Japan may seek UN resolution over launch

Apr 02,2009
South Korean President Lee Myung-bak, right, greets Japanese Prime Minister Taro Aso yesterday in London before a bilateral summit meeting. [YONHAP]


LONDON - President Lee Myung-bak met with Japanese Prime Minister Taro Aso yesterday in the sidelines of the G-20 financial summit to discuss joint efforts to fight the economic crisis and North Korea’s announced launch of a long-range rocket.

The North says it will launch a communications satellite between April 4 and 8, but Seoul and Tokyo suspect that the plan is a disguise for a long-range missile test.

“If North Korea fires a long-range missile, it is a clear violation of the UN Security Council Resolution 1718,” Aso was quoted as saying by Blue House spokesman Lee Dong-kwan during the summit. “We will bring the matter to the UN Security Council and seek a way to resolve the situation, including a possibility of submitting a new resolution to the UN Security Council with the United States and England.” Resolution 1718, adopted in the aftermath of the North’s nuclear test in 2006, says that the North cannot “conduct any further nuclear test or launch of a ballistic missile.”

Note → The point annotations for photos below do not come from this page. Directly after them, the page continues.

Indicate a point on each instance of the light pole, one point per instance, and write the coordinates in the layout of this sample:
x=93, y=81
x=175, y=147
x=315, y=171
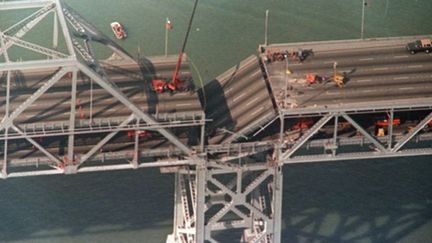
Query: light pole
x=168, y=27
x=362, y=25
x=266, y=29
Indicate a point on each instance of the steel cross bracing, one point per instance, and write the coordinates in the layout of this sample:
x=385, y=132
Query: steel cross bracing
x=68, y=64
x=228, y=198
x=234, y=185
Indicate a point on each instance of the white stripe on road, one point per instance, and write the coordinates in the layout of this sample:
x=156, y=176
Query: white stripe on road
x=184, y=104
x=398, y=78
x=228, y=90
x=378, y=69
x=257, y=110
x=403, y=56
x=238, y=97
x=415, y=66
x=364, y=80
x=252, y=101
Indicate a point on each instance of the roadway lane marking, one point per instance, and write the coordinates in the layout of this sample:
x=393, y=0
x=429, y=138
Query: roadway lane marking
x=253, y=74
x=228, y=90
x=184, y=104
x=238, y=97
x=257, y=110
x=415, y=66
x=380, y=69
x=252, y=101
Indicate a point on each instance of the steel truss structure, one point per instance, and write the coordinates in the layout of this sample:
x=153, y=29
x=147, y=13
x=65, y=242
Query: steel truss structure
x=231, y=186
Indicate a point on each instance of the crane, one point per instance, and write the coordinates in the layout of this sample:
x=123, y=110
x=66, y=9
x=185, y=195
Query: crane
x=160, y=85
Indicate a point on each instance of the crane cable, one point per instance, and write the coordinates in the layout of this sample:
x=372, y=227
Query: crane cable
x=179, y=60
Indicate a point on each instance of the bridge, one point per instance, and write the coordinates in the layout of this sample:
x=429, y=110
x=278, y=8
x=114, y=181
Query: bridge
x=65, y=111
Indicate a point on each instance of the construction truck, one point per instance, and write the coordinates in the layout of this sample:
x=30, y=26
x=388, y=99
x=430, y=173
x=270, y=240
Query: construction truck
x=338, y=78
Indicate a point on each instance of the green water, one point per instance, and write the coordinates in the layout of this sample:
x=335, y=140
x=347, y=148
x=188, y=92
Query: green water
x=360, y=201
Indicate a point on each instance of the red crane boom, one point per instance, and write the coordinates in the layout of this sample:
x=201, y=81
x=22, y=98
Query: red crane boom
x=174, y=81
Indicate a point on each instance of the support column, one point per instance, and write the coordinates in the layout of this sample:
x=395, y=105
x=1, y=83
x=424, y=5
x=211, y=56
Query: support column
x=201, y=183
x=277, y=203
x=5, y=153
x=69, y=163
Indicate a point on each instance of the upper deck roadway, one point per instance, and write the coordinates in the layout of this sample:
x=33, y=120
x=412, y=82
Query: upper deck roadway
x=227, y=142
x=380, y=73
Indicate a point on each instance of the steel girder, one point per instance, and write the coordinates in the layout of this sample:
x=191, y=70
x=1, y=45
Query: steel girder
x=384, y=147
x=68, y=63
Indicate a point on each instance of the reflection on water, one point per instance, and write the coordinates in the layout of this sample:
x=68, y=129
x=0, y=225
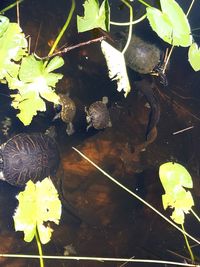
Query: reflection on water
x=107, y=222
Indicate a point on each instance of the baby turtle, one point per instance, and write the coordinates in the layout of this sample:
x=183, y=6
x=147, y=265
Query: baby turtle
x=141, y=56
x=67, y=113
x=98, y=115
x=28, y=157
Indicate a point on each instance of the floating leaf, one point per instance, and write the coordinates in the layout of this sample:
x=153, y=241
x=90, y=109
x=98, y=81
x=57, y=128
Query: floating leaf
x=174, y=178
x=171, y=24
x=13, y=46
x=194, y=56
x=34, y=84
x=116, y=66
x=94, y=16
x=4, y=22
x=174, y=174
x=38, y=204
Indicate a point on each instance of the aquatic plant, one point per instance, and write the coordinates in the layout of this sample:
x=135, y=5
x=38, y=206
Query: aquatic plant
x=39, y=204
x=175, y=179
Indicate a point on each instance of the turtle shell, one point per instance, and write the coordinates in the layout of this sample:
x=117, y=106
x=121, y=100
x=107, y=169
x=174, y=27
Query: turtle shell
x=28, y=157
x=99, y=115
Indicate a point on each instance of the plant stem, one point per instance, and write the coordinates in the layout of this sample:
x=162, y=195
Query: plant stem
x=39, y=248
x=195, y=215
x=128, y=23
x=135, y=195
x=130, y=26
x=144, y=3
x=190, y=7
x=63, y=28
x=101, y=259
x=187, y=244
x=10, y=6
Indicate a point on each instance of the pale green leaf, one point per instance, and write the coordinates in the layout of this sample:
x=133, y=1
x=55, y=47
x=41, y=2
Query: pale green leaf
x=13, y=46
x=171, y=24
x=34, y=85
x=38, y=204
x=174, y=178
x=194, y=56
x=178, y=216
x=173, y=174
x=31, y=68
x=4, y=22
x=116, y=67
x=28, y=104
x=94, y=16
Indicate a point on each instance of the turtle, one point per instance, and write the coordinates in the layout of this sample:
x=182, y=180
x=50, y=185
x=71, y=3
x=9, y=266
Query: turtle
x=67, y=113
x=27, y=157
x=98, y=115
x=140, y=56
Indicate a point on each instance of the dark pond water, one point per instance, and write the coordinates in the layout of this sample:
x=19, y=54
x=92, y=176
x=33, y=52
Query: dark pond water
x=99, y=218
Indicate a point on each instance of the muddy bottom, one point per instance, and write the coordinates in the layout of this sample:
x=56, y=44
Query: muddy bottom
x=99, y=218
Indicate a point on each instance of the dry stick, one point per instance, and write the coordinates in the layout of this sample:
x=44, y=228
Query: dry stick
x=67, y=49
x=135, y=195
x=100, y=259
x=183, y=130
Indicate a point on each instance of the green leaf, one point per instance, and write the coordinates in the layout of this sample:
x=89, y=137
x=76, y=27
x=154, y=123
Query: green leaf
x=13, y=46
x=38, y=204
x=116, y=66
x=55, y=63
x=94, y=17
x=171, y=24
x=35, y=83
x=28, y=104
x=31, y=68
x=194, y=56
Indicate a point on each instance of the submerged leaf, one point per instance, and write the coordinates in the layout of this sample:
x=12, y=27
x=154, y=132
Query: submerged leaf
x=38, y=203
x=194, y=56
x=94, y=16
x=116, y=67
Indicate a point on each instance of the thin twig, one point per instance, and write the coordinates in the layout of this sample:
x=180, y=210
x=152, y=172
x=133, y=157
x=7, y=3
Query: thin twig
x=67, y=49
x=135, y=195
x=183, y=130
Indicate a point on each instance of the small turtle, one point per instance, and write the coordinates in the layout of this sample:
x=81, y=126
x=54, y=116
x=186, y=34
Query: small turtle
x=28, y=157
x=98, y=115
x=141, y=56
x=67, y=113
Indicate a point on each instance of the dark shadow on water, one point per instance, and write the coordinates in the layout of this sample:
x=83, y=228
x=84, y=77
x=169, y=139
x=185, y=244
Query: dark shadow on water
x=110, y=222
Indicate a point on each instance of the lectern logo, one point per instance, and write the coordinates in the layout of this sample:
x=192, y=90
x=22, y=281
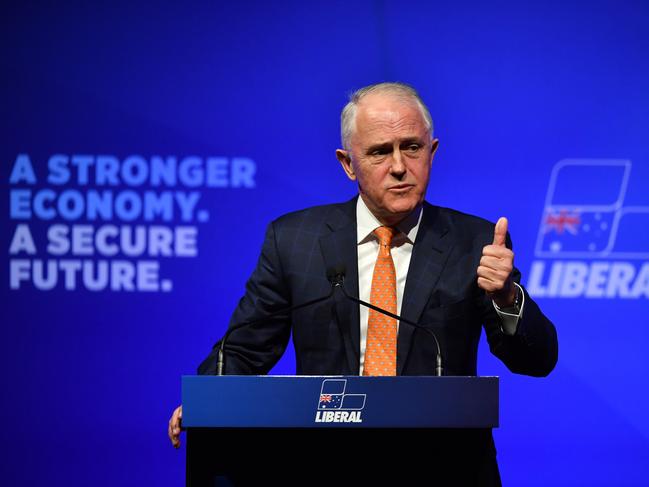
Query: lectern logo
x=335, y=406
x=592, y=243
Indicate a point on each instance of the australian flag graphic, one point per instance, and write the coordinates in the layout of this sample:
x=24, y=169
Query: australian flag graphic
x=582, y=207
x=331, y=394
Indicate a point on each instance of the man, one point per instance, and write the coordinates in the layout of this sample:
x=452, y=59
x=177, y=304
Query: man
x=434, y=266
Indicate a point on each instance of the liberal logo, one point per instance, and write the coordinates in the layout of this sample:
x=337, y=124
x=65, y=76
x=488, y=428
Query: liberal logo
x=335, y=406
x=590, y=243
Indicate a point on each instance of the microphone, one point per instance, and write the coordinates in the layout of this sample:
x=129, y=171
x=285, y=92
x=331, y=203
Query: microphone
x=336, y=276
x=221, y=359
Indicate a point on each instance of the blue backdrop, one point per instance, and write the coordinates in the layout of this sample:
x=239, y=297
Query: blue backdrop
x=145, y=146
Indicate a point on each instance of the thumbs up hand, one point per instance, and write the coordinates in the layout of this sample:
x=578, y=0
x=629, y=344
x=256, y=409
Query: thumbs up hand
x=495, y=269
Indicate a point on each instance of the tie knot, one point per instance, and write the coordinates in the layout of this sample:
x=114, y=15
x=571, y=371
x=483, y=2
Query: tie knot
x=385, y=235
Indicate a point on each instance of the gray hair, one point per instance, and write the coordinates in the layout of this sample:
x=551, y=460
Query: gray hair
x=348, y=115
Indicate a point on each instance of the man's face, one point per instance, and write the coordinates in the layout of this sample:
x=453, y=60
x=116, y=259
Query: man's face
x=390, y=156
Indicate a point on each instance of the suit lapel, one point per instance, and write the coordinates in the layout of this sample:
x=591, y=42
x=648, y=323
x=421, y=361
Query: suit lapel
x=340, y=248
x=429, y=255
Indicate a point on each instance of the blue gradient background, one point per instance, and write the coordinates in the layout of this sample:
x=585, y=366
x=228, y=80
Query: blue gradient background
x=89, y=380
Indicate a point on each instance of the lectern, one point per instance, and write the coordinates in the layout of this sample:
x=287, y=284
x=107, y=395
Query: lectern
x=307, y=430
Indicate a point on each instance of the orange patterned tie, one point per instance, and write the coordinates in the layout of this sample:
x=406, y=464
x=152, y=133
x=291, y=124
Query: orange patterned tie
x=381, y=348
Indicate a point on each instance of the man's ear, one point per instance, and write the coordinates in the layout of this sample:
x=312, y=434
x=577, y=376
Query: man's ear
x=435, y=145
x=345, y=160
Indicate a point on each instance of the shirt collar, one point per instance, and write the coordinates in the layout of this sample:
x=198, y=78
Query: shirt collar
x=366, y=223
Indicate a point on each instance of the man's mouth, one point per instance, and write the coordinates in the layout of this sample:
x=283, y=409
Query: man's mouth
x=400, y=187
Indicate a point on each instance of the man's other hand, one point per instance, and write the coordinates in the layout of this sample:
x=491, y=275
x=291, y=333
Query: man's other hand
x=175, y=426
x=495, y=269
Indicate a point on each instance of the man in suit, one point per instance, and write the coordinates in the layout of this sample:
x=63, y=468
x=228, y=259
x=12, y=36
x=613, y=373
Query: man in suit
x=438, y=267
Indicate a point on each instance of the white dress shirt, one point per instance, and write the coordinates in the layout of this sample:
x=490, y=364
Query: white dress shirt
x=402, y=244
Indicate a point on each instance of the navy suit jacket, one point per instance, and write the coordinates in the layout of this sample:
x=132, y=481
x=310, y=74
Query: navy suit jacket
x=441, y=292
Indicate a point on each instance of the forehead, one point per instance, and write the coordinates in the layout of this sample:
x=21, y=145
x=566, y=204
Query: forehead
x=386, y=116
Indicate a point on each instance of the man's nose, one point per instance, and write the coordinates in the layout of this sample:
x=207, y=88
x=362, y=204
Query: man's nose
x=397, y=168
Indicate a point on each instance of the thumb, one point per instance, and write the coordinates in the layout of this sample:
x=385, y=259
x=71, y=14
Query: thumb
x=500, y=232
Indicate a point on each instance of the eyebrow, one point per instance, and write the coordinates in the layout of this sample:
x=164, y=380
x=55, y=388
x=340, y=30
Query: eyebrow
x=388, y=145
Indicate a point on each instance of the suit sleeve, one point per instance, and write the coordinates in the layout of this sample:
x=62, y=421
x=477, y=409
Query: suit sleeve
x=255, y=349
x=533, y=349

The resolution allows the international community to inspect North Korean ships, bans the supply, sale or transfer to the North of military goods and freezes assets of an individual or a company linked to the North’s arms programs. According to the Blue House spokesman, President Lee agreed with Japan’s plan. “It is necessary to persuade Russia and China to have a stern response,” Lee was quoted as saying by his spokesman. No specifics about the new resolution planned by Japan were released. Japan has said it will shoot down a North Korean missile if it flies over its territory. Although President Lee has already made public his opposition to a military response to the North’s suspected missile launch, he told Aso yesterday that he understands Tokyo’s position to protect its citizens. The two leaders also agreed to improve their nations’ bilateral ties, particularly exchanges in the component and material industries, the Blue House said.

Aso also said he plans to address the need to stabilize Pakistan in order to resolve the issues of Afghanistan during his scheduled summit with U.S. President Barack Obama, the Blue House spokesman said. Following Lee’s 40-minute summit with Aso, Lee was scheduled to meet with Australian Prime Minister Kevin Rudd.

Along with other leaders participating in the G-20 summit, Lee will attend the reception hosted by Queen Elizabeth II and a dinner hosted by British Prime Minister Gordon Brown. At the dinner Lee will be seated next to U.S. President Barack Obama. Lee is scheduled to meet with Obama on April 2 for the first South Korea-U.S. summit since the new American president’s inauguration. The G-20 financial summit’s main discussions take place throughout the day and Lee is expected to promote aggressive stimulus packages and implementation of the commitment to remove trade and investment barriers.